The state Senate recently passed a bill making illegal a practices known as "upskirting."

For the uninitiated, and hopefully that's most of you, upskirting involves using a camera phone to surreptitiously take pictures up a woman's skirt. It is related to another now-outlawed practice of taking pictures down a woman's top, or, to put it in pervert parlance, "down-blousing."

The Legislature was moved to act after an incident last year involving Robert Sullivan of Alexandria, Va., who visited the food court at a Cumberland County mall craving more than a slice of Sbarro pie.

Sullivan was arrested after being caught taking a picture up a woman's skirt, for what creepy purpose it probably is best not to dwell on -- other than to perhaps note that a cursory Google search turned up numerous Internet sites devoted to upskirt pictures.

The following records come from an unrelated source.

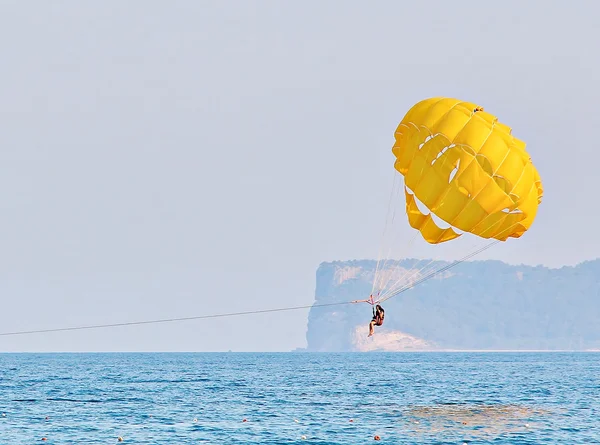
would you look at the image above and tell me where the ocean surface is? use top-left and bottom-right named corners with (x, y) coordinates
top-left (0, 352), bottom-right (598, 444)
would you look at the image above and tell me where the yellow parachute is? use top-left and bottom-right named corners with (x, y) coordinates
top-left (392, 97), bottom-right (543, 244)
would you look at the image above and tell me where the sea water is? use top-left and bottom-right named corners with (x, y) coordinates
top-left (0, 352), bottom-right (598, 444)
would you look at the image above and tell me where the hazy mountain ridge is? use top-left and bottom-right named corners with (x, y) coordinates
top-left (302, 258), bottom-right (600, 351)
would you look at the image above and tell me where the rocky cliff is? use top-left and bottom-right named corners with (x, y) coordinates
top-left (303, 258), bottom-right (600, 351)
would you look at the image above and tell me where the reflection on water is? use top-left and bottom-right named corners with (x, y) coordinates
top-left (401, 403), bottom-right (552, 440)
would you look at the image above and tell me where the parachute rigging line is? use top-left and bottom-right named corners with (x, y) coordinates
top-left (377, 233), bottom-right (483, 302)
top-left (0, 240), bottom-right (499, 338)
top-left (378, 239), bottom-right (500, 303)
top-left (371, 171), bottom-right (401, 296)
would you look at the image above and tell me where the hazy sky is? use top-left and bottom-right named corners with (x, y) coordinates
top-left (1, 1), bottom-right (598, 352)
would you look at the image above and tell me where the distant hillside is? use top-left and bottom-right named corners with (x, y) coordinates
top-left (302, 259), bottom-right (600, 351)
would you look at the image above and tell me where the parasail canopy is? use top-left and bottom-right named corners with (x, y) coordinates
top-left (392, 97), bottom-right (543, 244)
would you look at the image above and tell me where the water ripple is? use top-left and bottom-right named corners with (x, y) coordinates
top-left (0, 352), bottom-right (598, 444)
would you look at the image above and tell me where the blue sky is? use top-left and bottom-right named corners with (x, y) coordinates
top-left (0, 1), bottom-right (597, 352)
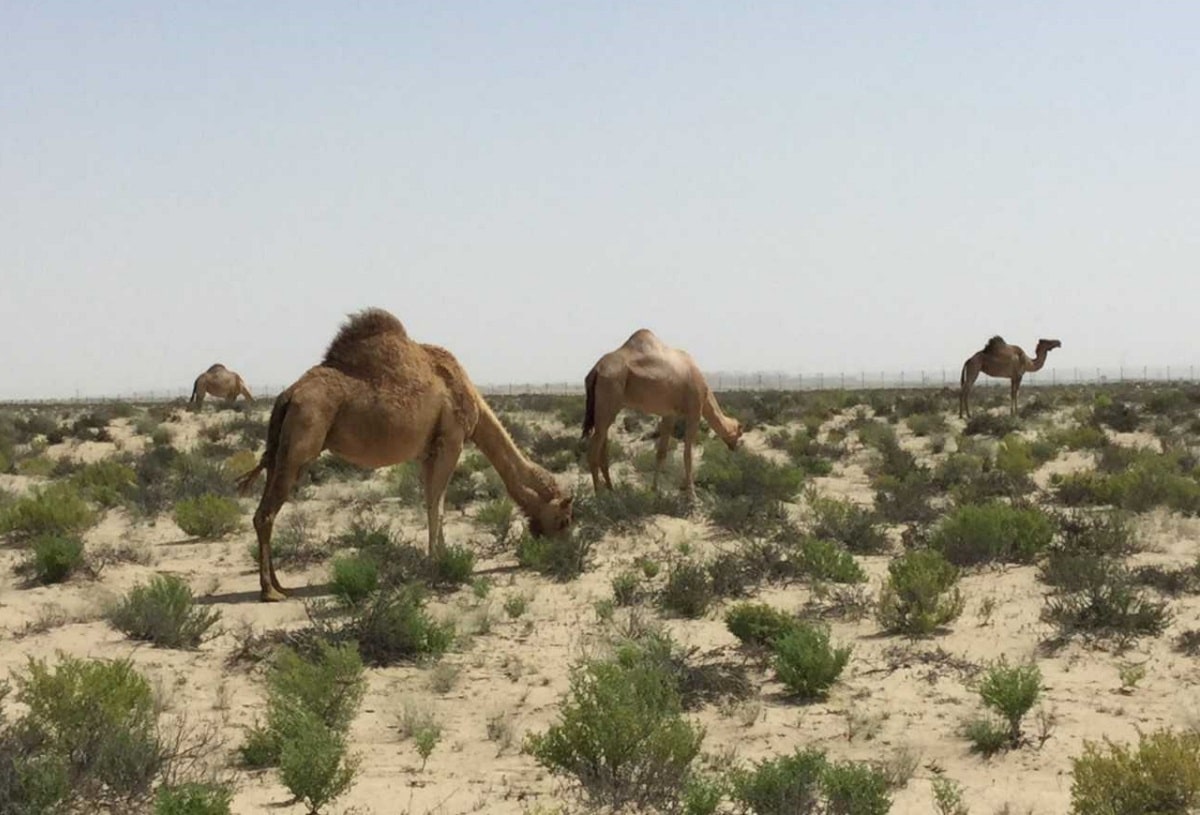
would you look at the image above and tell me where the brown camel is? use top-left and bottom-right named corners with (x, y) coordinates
top-left (190, 364), bottom-right (253, 407)
top-left (582, 329), bottom-right (743, 496)
top-left (959, 336), bottom-right (1062, 418)
top-left (236, 308), bottom-right (573, 602)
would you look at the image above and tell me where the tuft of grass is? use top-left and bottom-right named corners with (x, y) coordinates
top-left (658, 561), bottom-right (714, 619)
top-left (0, 482), bottom-right (96, 540)
top-left (473, 498), bottom-right (515, 544)
top-left (807, 495), bottom-right (888, 554)
top-left (515, 530), bottom-right (595, 581)
top-left (25, 534), bottom-right (86, 585)
top-left (154, 782), bottom-right (234, 815)
top-left (108, 575), bottom-right (221, 648)
top-left (173, 494), bottom-right (241, 539)
top-left (330, 555), bottom-right (379, 606)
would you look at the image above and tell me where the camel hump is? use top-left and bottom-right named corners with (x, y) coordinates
top-left (623, 329), bottom-right (662, 351)
top-left (322, 308), bottom-right (408, 370)
top-left (206, 363), bottom-right (227, 373)
top-left (983, 336), bottom-right (1006, 354)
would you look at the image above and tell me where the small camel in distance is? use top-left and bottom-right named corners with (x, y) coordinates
top-left (236, 308), bottom-right (573, 602)
top-left (190, 364), bottom-right (253, 408)
top-left (582, 329), bottom-right (743, 497)
top-left (959, 335), bottom-right (1062, 419)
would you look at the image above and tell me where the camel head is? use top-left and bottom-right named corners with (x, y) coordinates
top-left (722, 419), bottom-right (745, 451)
top-left (1036, 339), bottom-right (1062, 355)
top-left (526, 495), bottom-right (574, 538)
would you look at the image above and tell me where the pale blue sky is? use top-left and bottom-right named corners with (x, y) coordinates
top-left (2, 3), bottom-right (1197, 398)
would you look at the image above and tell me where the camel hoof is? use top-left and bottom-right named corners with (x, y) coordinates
top-left (260, 586), bottom-right (289, 603)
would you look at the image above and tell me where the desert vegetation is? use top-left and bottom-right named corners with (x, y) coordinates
top-left (2, 383), bottom-right (1200, 811)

The cops who cuffed Sullivan faced a dilemma. Telephone technology had outpaced state law. At the time, Sullivan's hobby of clandestinely snapping these type of shots was as illegal as hobbies such as stamp collecting or model ship building.

The police wisely decided, however, that such grievous breaches of etiquette should not go unpunished and charged Sullivan with disorderly conduct. He served a day in jail and was fined $1,000.

The penalties for such unwholesome activities are now considerably stiffer.

Should Sullivan ever be caught in a food court photographing some poor woman who only wants to finish her Subway meatball sandwich in peace, he could be jailed for a year and fined $2,500.

Hopefully, word will get out that Pennsylvania, like 19 other states, now has laws specifically prohibiting upskirting and down-blousing. Sullivan would be an appropriate party to help spread the word.

Perhaps he could do so by using the telephone for its original and now seemingly antiquated purpose: conversation.